The footprints were identified by Roy Minden Farman, a former Masters student at the University of New England in Armidale, who noticed them in a storage facility of artefacts belonging to the Australian Museum.
The footprints come from rocks that formed at the bottom of large rivers that once covered the Sydney region in the Middle Triassic period (around 240 million years ago) before the appearance of dinosaurs. The sand at the bottom of these rivers eventually turned to stone and are now famously used as building materials across Sydney region, where it is referred to as ‘Sydney sandstone’. The owner of the sandstone quarry at Berowra, Geoffrey Scarrott, first noticed the footprints as they were being unearthed in the 1940s. They were eventually transferred to the Australian Museum in Sydney where they were displayed for a short period in the 1950s but were later moved into the research collections.
The trackway measures 4.2m long and consists of at least 35 foot and handprints. Only two fingers from each hand and foot made their impressions in the sandy bottom, making the precise identity of the animal difficult to establish.
Researchers at the University of New England determined that it was likely a temnospondyl (an extinct group of salamander-like amphibians) between 0.8 and 1.35 m long, the bones of which are reasonably well known from rocks in the Sydney region.
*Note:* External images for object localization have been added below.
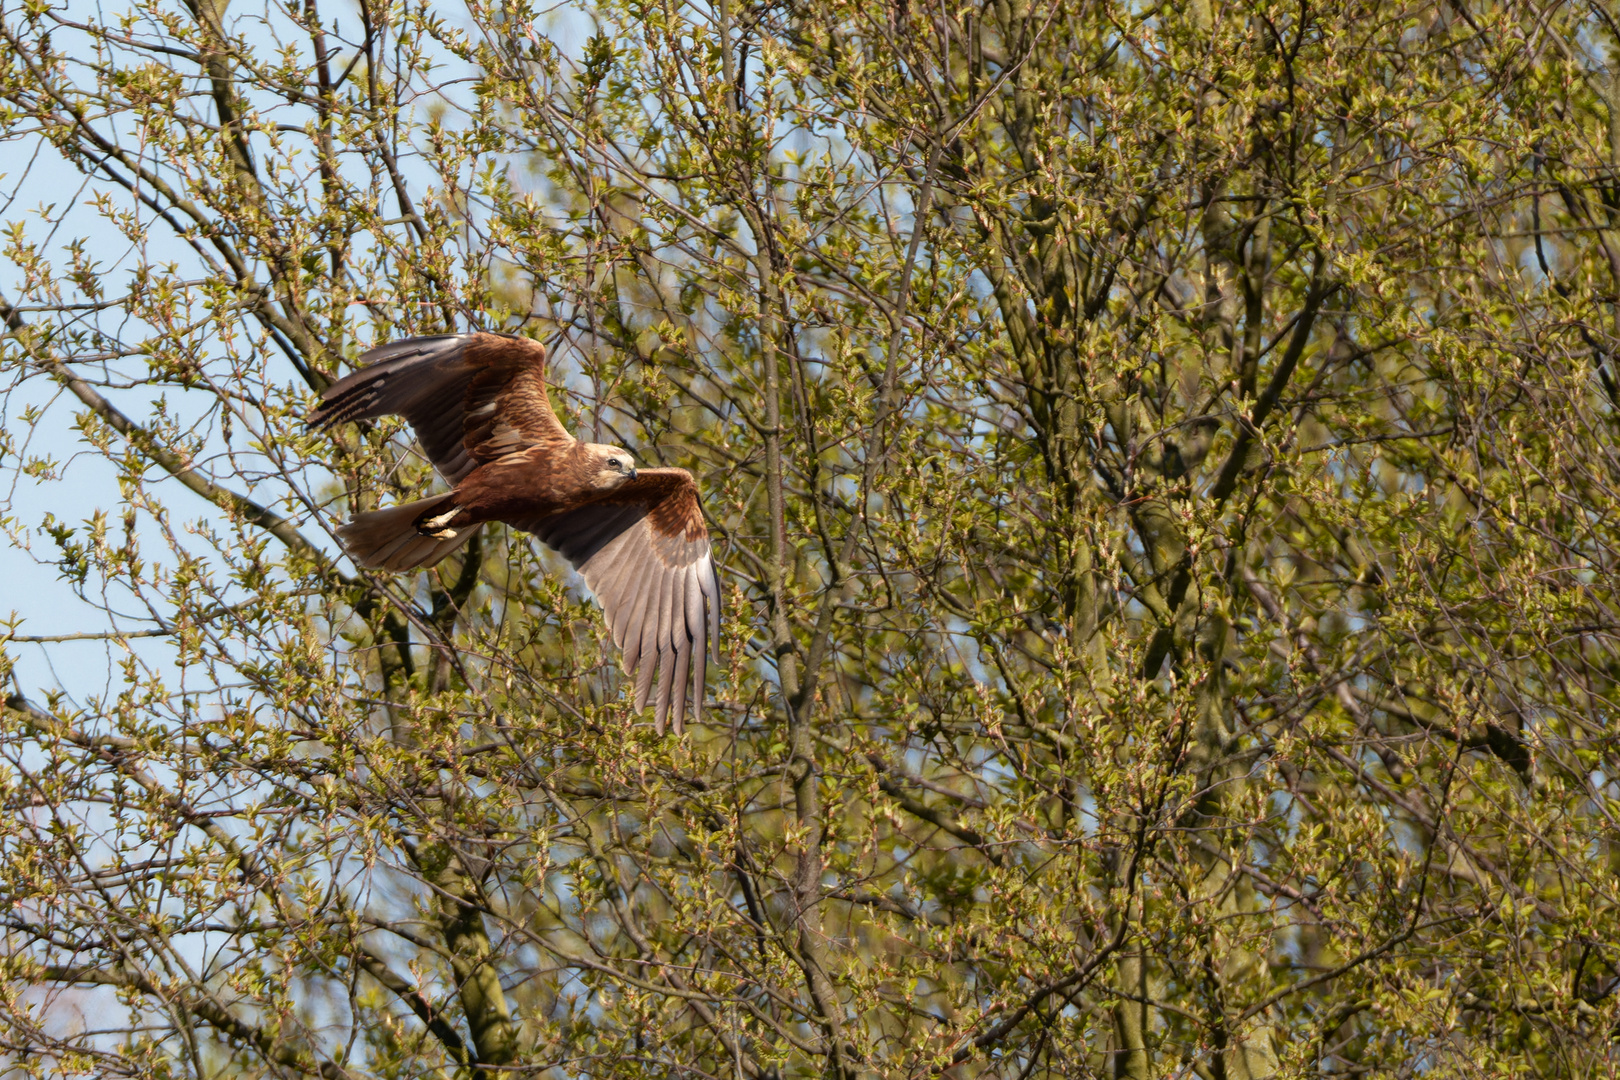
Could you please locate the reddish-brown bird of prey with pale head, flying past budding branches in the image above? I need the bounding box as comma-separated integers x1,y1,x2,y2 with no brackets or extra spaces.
309,334,719,733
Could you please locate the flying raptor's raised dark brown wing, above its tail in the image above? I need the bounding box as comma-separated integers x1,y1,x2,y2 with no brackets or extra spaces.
309,332,573,484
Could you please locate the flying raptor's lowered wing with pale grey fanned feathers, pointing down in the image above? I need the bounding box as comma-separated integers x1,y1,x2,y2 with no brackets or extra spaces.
509,468,719,733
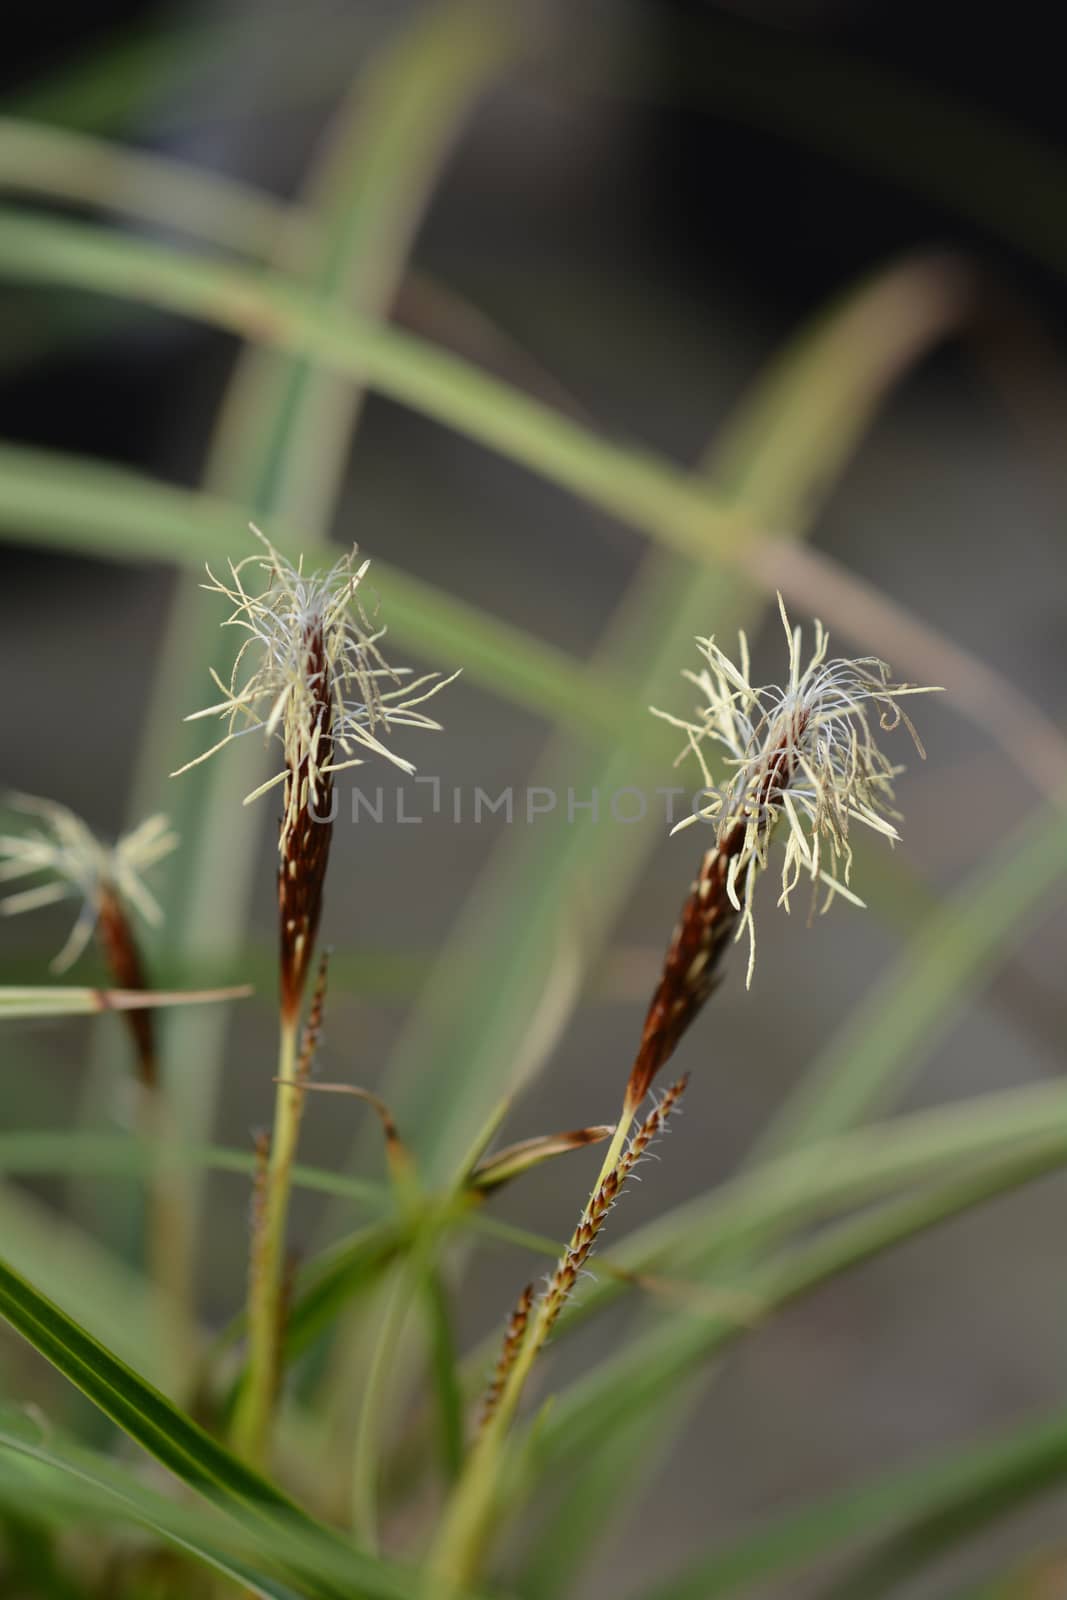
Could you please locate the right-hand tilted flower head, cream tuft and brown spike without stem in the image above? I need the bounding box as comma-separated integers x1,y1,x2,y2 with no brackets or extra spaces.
625,595,933,1115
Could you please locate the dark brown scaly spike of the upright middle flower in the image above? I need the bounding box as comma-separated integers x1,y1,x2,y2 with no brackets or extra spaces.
278,626,333,1021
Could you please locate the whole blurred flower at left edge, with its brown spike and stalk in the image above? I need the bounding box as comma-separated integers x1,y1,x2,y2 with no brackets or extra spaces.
0,794,197,1386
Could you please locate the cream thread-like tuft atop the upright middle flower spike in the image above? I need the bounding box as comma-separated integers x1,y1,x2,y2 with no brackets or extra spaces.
171,525,456,837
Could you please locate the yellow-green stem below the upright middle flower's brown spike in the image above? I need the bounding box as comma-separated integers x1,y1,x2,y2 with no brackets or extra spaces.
234,1013,304,1466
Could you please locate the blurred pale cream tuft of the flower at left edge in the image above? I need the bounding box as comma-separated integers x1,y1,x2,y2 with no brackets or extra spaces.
0,794,178,973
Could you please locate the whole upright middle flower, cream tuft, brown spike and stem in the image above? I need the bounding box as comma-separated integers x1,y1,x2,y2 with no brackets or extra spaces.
179,528,451,1464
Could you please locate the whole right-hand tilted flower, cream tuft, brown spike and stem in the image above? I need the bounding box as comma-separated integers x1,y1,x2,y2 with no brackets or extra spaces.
432,597,928,1595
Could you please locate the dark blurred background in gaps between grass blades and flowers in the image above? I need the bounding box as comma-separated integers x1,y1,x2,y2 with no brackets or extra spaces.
0,0,1067,1600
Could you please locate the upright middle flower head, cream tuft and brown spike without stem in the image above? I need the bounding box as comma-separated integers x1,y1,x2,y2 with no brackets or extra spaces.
173,526,456,1016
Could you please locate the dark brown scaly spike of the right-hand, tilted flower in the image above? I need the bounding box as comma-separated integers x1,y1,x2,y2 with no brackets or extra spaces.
625,715,808,1115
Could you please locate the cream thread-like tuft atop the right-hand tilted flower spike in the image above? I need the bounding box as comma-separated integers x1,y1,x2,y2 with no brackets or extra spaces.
653,595,934,981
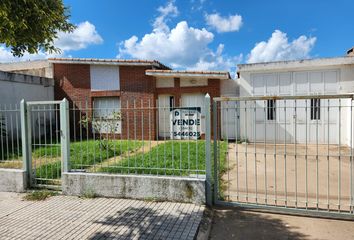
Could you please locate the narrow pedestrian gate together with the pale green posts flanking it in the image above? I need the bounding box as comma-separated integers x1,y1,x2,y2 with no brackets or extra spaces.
21,99,69,189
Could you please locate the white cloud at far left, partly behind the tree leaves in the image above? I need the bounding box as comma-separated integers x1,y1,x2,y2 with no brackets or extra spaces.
0,21,103,62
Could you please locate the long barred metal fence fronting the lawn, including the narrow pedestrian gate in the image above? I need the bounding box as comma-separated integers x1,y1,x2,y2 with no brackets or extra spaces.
0,98,210,188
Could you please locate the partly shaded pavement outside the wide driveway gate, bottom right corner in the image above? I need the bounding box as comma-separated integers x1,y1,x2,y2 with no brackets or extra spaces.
210,207,354,240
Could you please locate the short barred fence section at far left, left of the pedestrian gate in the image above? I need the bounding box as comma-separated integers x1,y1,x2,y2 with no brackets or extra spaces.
0,104,22,168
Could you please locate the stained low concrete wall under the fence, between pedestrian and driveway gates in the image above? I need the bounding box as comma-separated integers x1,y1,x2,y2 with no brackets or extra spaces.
62,172,205,204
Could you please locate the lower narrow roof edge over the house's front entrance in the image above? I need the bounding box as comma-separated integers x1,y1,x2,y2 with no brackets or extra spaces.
145,69,231,79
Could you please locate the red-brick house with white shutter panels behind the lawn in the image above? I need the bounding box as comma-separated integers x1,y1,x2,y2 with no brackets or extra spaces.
0,58,237,139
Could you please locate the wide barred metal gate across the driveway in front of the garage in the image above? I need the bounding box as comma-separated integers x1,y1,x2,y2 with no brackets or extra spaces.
213,94,354,217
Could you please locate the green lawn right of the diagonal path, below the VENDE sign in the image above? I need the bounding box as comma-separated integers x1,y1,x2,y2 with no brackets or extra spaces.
98,140,227,176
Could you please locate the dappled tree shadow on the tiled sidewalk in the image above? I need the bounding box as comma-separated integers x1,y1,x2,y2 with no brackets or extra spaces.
90,207,201,239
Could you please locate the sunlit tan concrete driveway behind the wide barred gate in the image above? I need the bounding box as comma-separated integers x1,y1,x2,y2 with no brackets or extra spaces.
223,143,351,211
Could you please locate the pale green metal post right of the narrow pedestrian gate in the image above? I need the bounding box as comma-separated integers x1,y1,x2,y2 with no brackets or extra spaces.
60,98,70,172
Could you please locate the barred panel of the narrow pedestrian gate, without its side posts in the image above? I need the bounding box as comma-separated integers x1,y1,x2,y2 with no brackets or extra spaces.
24,101,64,188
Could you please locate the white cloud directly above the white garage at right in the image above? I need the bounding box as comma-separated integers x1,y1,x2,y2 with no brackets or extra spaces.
247,30,316,63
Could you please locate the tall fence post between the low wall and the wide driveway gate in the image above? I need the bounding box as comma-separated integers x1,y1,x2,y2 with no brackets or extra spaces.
204,94,212,206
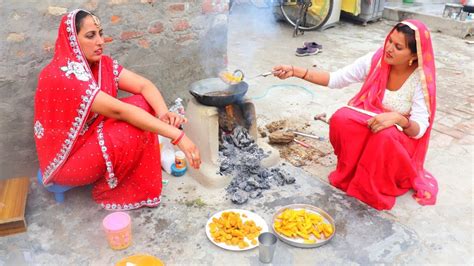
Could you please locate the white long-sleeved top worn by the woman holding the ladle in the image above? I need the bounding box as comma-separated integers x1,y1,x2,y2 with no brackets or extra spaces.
328,53,430,139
Despite this, animal fossils are extremely rare in the ‘Sydney sandstone’.
The tracks are also significant because they are the oldest record of a swimming tetrapod—that is, all animals with four legs, including humans—from Australia.
“The foot and hand prints, along with the gaps between the sequence of traces, were unlike anything I had seen before. This led me to believe the animal was swimming in water” said Farman, who led the study.
Farman later confirmed that the animal was merely brushing the river bottom with its hands and feet rather than making full contact with the ground as would be expected if the animal was walking. All tetrapods evolved from fishy ancestors and emerged onto land 360 million years ago, roughly 100 million years earlier than the Berowra footprints. The footprints of these early tetrapods are usually made on land, therefore the tracks made by a swimming animal are a valuable insight into how these animals moved 240 million years ago.
The original quarry where the fossils were found has since been developed over and is no longer accessible.
The study was published last week in the Journal of Paleontology.